After a long hiatus, DessEarth is back with – what else – cake! Or tart since there is no flour… or a cakey tart since there is no tart pan? It’s actually unclear, but the Tarta de Santiago has a heap of sugar so thats all that really matters. The name comes from the image of the Cross of Saint James that is stenciled onto the top of the cake using powdered sugar. How descriptive. As proof that this is the correct dessert to represent Spain in this illustrious blog I give you the following: the Tarta de Santiago was chosen to represent Spain on Europe Day 2006.
A very simple bake. As with most cakes, make sure to not over mix the batter. It would be tempting to replace the ground almonds with almond flour, but then the cake would lose some of its nice texture.
While baking the cake turns golden after roughly half an hour, but have no fear, leaving it in for slightly longer will not burn the cake. After 40 minutes, check the cake every few minutes and remove only when the edges start to brown.
The Moment of Truth
The Tarta de Santiago would pair perfectly with a nice black tea or morning coffee. It is not overly sweet and, unsurprisingly, has a strong nutty flavor. Bonus: the denseness means you only need a small slice to feel satisfied. In all, an easy dessert for your next fancy-pants tea party where half of the guests are gluten intolerant (or at least say they are).
250 grams (1 1/3 cup) almonds
250 grams (1 1/3 cup) sugar
Zest of 1 lemon
1/2 tsp cinnamon
Powdered sugar to dust
Stencil of Santiago cross (any of these will work)

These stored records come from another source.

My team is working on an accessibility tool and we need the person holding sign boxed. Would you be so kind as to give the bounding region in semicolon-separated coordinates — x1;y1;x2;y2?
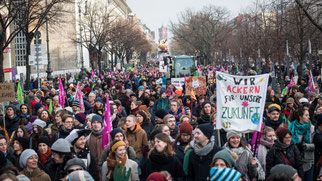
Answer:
223;131;265;180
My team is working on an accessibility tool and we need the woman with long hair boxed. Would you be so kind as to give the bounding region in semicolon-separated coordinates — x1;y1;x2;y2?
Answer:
29;119;49;150
10;125;29;143
11;137;28;170
37;136;52;171
224;131;265;180
130;100;140;115
197;101;215;125
101;140;139;181
257;126;276;172
288;108;315;180
141;133;182;180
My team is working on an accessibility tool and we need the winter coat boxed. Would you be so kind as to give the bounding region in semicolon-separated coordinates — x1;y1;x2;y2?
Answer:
21;167;51;181
152;98;169;120
266;140;303;177
185;142;222;181
141;150;183;181
74;147;99;181
101;156;139;181
224;143;264;180
50;126;72;145
46;159;68;181
257;138;274;172
87;132;103;165
0;114;19;137
141;122;154;140
313;130;322;165
124;123;148;159
172;140;188;164
197;114;211;125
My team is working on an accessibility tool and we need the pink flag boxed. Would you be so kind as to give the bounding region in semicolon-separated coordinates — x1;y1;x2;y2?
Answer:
286;75;294;94
91;70;96;78
226;66;228;72
100;75;104;79
220;66;224;72
75;83;85;111
102;94;112;149
58;76;66;108
307;71;316;96
251;123;264;156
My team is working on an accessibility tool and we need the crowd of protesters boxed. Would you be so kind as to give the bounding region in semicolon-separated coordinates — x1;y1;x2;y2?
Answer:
0;62;321;181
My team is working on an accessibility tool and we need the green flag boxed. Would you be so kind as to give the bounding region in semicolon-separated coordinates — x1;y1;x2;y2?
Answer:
17;82;24;104
48;99;53;115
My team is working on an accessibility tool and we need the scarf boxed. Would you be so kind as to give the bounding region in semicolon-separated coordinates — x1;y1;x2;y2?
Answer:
193;139;215;156
38;148;52;165
20;114;31;121
288;120;311;144
149;150;172;164
260;137;274;149
92;128;103;135
106;154;127;181
264;116;283;130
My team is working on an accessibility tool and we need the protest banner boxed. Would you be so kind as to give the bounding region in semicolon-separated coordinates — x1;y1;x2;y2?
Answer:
41;81;53;88
0;83;16;102
171;77;185;90
215;72;269;132
185;76;207;96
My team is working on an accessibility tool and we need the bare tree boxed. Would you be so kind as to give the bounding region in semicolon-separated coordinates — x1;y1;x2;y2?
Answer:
9;0;72;88
294;0;322;32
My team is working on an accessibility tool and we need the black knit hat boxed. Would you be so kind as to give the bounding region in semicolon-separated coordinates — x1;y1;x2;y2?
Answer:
38;136;50;147
197;123;214;139
109;128;124;140
201;100;212;108
15;137;29;150
155;109;167;119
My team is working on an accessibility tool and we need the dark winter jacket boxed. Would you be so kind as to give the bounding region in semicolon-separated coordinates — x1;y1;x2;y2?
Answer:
1;114;19;137
313;130;322;165
185;142;222;181
50;126;72;145
46;159;68;181
266;140;303;178
172;140;187;164
141;150;183;181
74;147;99;181
197;114;211;125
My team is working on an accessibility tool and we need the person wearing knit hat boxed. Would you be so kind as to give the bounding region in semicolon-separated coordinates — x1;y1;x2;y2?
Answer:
209;167;242;181
32;119;46;128
265;103;285;131
226;130;242;141
101;140;139;181
4;104;20;136
224;129;265;180
19;149;51;181
284;98;295;119
66;129;99;181
98;128;138;169
173;122;193;163
72;100;80;113
64;157;86;172
197;123;214;139
12;137;29;170
37;136;51;168
268;164;300;180
67;170;94;181
47;138;74;181
74;112;86;129
147;172;167;181
155;109;168;124
88;114;104;166
211;149;237;168
138;86;145;91
186;123;222;181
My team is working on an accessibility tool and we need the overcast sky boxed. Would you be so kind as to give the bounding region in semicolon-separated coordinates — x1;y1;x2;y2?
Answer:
127;0;254;41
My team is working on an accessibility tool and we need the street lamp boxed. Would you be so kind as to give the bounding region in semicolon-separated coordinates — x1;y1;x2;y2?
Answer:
78;2;86;79
45;0;53;81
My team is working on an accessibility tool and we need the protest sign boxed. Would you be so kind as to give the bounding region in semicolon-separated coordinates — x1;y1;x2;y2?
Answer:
41;81;53;88
171;78;185;90
185;76;207;96
159;61;167;72
216;72;269;132
156;78;162;84
0;83;15;102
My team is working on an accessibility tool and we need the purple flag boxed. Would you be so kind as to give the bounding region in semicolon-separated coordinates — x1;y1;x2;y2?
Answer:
102;94;112;149
75;83;85;111
58;76;66;108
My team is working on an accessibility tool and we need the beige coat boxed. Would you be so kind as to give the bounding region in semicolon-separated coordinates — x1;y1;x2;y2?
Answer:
101;157;139;181
21;167;51;181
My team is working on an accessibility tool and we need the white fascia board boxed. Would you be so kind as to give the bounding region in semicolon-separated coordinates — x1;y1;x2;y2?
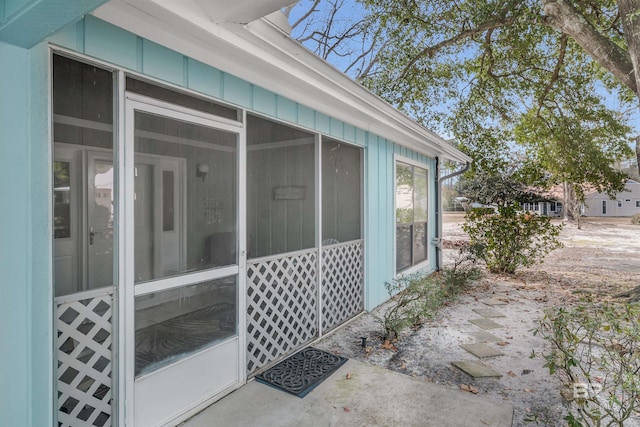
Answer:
93;0;471;163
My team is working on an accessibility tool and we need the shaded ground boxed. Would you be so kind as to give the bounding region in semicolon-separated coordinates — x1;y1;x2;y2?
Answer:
315;214;640;426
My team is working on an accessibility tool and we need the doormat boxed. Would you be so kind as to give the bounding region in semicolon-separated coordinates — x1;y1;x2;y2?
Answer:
256;347;348;398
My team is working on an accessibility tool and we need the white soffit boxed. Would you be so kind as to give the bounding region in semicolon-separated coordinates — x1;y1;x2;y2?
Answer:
191;0;294;24
93;0;471;163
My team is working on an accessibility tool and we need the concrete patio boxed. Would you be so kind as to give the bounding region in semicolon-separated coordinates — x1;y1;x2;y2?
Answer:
182;359;513;427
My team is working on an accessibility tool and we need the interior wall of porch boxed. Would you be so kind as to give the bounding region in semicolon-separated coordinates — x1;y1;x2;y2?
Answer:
0;40;52;427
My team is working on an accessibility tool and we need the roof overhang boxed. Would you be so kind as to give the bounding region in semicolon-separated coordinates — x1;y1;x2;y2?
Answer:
92;0;471;163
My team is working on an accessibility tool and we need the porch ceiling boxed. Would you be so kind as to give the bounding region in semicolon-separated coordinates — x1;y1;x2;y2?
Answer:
93;0;472;164
189;0;295;24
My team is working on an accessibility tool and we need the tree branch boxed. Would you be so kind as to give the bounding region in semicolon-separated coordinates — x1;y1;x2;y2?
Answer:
537;34;569;115
542;0;637;95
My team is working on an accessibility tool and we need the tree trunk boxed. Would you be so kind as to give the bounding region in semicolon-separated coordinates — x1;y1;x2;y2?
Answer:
636;136;640;177
542;0;638;97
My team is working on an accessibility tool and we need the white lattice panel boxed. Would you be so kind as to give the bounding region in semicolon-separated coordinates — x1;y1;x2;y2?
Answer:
56;291;113;427
246;251;318;373
321;240;364;332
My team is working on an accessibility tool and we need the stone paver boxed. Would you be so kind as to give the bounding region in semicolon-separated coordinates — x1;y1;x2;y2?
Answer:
468;331;502;343
469;318;503;330
480;297;510;306
461;343;504;358
472;308;506;318
452;361;503;378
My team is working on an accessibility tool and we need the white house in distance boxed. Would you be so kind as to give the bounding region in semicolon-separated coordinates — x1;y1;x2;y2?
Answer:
582;180;640;217
0;1;471;426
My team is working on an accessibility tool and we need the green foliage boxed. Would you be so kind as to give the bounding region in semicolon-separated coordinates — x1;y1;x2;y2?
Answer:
462;205;563;274
631;213;640;225
378;257;481;340
292;0;637;198
533;302;640;427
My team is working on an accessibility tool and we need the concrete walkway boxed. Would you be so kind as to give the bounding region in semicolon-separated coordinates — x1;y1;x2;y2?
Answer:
183;359;513;427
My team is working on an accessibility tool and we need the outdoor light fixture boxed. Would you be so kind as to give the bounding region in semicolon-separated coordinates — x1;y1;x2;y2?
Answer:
197;163;209;181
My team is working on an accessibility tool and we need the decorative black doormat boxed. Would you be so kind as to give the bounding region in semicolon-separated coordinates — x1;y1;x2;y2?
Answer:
256;347;348;398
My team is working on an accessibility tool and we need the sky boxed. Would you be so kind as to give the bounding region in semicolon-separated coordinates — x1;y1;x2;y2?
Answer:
287;0;640;151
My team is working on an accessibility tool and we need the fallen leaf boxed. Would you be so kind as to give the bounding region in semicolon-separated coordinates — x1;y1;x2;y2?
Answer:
345;372;352;380
459;384;479;394
507;370;517;377
381;340;398;351
497;341;510;346
521;369;533;375
506;336;514;339
343;407;350;413
481;420;490;425
524;388;535;393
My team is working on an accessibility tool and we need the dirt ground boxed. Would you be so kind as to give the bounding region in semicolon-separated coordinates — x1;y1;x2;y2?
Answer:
315;214;640;426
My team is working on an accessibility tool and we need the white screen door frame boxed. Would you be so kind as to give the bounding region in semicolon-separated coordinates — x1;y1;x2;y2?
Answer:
121;94;247;427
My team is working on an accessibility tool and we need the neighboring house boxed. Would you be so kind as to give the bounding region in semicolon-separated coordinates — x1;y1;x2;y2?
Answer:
522;201;563;217
0;1;471;426
582;180;640;217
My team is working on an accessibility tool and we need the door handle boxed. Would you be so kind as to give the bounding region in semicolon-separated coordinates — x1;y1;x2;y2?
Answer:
89;227;103;245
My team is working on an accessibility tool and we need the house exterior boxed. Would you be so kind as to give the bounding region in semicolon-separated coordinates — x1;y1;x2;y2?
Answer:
0;1;470;426
522;201;563;217
582;180;640;217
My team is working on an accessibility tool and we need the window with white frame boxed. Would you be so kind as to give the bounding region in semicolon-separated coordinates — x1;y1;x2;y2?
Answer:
636;200;640;208
396;161;428;272
618;200;623;208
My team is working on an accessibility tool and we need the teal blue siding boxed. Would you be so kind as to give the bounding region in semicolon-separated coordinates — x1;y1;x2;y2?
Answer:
297;104;315;129
0;40;52;427
142;39;183;85
343;123;355;143
330;117;343;138
315;112;331;134
187;58;222;98
222;73;252;108
276;96;297;123
84;14;137;69
252;85;277;115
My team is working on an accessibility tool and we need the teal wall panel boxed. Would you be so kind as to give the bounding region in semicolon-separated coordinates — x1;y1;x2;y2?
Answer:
85;14;137;70
315;112;330;134
330;117;343;139
0;40;30;427
187;58;222;98
222;73;251;108
297;104;315;129
252;85;277;115
343;123;355;143
142;39;184;85
0;40;52;427
355;127;366;146
276;96;297;123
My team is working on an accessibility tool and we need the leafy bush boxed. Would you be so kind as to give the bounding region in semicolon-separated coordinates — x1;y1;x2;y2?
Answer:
462;205;563;274
631;213;640;225
533;302;640;427
378;258;481;340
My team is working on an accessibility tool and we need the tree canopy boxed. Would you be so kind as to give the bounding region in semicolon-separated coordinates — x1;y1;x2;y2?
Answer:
289;0;638;200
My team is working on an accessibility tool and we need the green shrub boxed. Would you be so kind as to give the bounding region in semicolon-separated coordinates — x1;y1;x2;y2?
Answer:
533;302;640;427
462;205;563;274
631;213;640;225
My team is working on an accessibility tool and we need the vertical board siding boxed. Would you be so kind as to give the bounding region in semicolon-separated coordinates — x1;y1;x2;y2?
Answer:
276;96;297;123
84;15;137;70
0;41;30;427
252;85;277;115
187;58;222;98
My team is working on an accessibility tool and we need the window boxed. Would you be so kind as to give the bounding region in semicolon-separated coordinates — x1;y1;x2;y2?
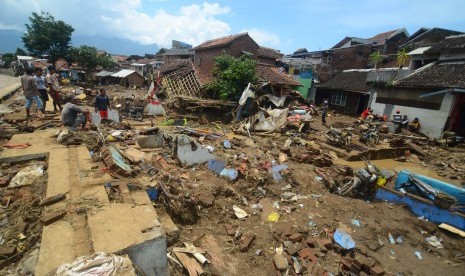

Preheat the oven to 345 degrees Fahrenheit (175 Celsius). Butter a 9 inch round. Pulse the almonds in a food processor until they are the consistency of grainy sand (small enough to be impossible to separate individual almonds but not so small to the point of being almond flour) In a large bowl, mix together the sugar, almonds, cinnamon, and lemon zest. Add the eggs and mix well with a spatula until just combined. Pour into prepared round and bake for 45 minutes until just golden and a cake tester inserted in the middle comes out clean. Remove the cake from the oven and let it cool completely. Once cool, very lightly wet the paper stencil and place on top of the cake. Dust with powdered sugar, remove the stencil, and enjoy.
The national anthem of Spain is one of only four national anthems to have no official lyrics.
Bonus FF: In 2002, Britain invaded Spain… for five minutes.